Why Clark County enlisted IIHR
In February, a delegation from the District visited IIHR’s Oakdale facility to get a progress report on its contracted stormwater project. IIHR engineers and Clark County officials stood on a roadway model that had been built originally to evaluate stormwater inlets for the Ohio Department of Transportation, which wanted to minimize the buildup of trash and debris at these drains. IIHR drafters took designs and photos sent by Clark County to configure a 50-foot long by 12-foot-wide lane of county highway, which IIHR carpenters, machinists, and welders built to exact specifications.
On that custom-built highway lane, IIHR engineers had placed different designs of stormwater grates and examined several scenarios: the size of openings in grates; the angle and slope of grates; and the number and dispersal of grates. They then subjected those grate configurations and locations to changing water flow rates, depths, and velocity — all to maximize the volume flowing into the inlets and emptying into shafts and tunnels, and away from flooding that can harm people and property.
Loeser says the testing revealed that the physics of water movement on the road and through stormwater inlets is quite complex.
“It’s not a uniform, one-dimensional flow,” he says.
Rowley says IIHR’s analysis could lead to optimized inlet, curb, and grate configurations to collect as much water in future roadway design and construction across Clark County.
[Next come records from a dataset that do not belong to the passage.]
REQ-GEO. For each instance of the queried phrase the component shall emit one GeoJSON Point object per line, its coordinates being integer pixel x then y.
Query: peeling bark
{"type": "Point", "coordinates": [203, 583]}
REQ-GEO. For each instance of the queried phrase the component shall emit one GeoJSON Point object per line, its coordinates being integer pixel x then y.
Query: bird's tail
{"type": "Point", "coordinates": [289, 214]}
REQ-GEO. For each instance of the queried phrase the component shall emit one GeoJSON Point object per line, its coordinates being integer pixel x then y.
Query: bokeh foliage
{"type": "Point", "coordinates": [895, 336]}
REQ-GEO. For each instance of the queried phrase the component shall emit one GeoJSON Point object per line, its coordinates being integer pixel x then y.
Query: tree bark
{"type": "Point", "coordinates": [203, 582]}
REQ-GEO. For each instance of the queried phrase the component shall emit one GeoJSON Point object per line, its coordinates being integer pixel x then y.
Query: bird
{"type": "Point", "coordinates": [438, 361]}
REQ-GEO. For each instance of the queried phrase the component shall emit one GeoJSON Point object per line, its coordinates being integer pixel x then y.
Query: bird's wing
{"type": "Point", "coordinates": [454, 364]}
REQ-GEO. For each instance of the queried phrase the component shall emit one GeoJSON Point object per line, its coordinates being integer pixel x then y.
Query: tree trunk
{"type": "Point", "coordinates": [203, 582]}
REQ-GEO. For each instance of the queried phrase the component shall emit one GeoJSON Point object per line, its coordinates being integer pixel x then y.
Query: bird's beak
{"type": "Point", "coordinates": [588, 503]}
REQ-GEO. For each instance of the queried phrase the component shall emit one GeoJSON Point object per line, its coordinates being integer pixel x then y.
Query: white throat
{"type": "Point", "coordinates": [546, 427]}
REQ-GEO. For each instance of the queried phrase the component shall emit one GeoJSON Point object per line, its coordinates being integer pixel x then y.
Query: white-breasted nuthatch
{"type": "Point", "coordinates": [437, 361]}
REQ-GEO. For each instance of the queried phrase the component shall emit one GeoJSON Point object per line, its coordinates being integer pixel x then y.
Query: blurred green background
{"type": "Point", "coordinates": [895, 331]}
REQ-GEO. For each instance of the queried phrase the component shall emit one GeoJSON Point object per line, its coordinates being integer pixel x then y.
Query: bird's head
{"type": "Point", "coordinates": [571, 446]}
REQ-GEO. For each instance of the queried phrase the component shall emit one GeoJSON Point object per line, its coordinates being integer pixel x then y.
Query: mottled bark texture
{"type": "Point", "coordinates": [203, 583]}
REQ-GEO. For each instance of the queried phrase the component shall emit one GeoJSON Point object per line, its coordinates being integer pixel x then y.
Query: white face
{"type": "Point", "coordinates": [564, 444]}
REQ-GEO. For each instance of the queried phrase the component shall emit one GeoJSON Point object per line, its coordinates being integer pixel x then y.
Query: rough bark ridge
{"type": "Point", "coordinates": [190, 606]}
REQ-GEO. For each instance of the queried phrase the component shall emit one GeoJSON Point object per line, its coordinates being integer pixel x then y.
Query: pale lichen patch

“When it rains, we can't just stand in the middle of the road and watch how these inlets perform,” Rowley says. “Partnering with the University of Iowa gives us access to the expertise, facilities, and physical modeling capabilities we need.”
It’s the type of research that should yield municipal clients for years to come, as cities wrestle with infrastructure challenges brought by population growth, intensified rains linked to climate change, and the need to fold stormwater runoff into watershed planning.
“Stormwater infrastructure exists all across the U.S.,” Lyons says. “What we're learning here could apply almost anywhere that uses inlets along their curb and gutters in their communities.”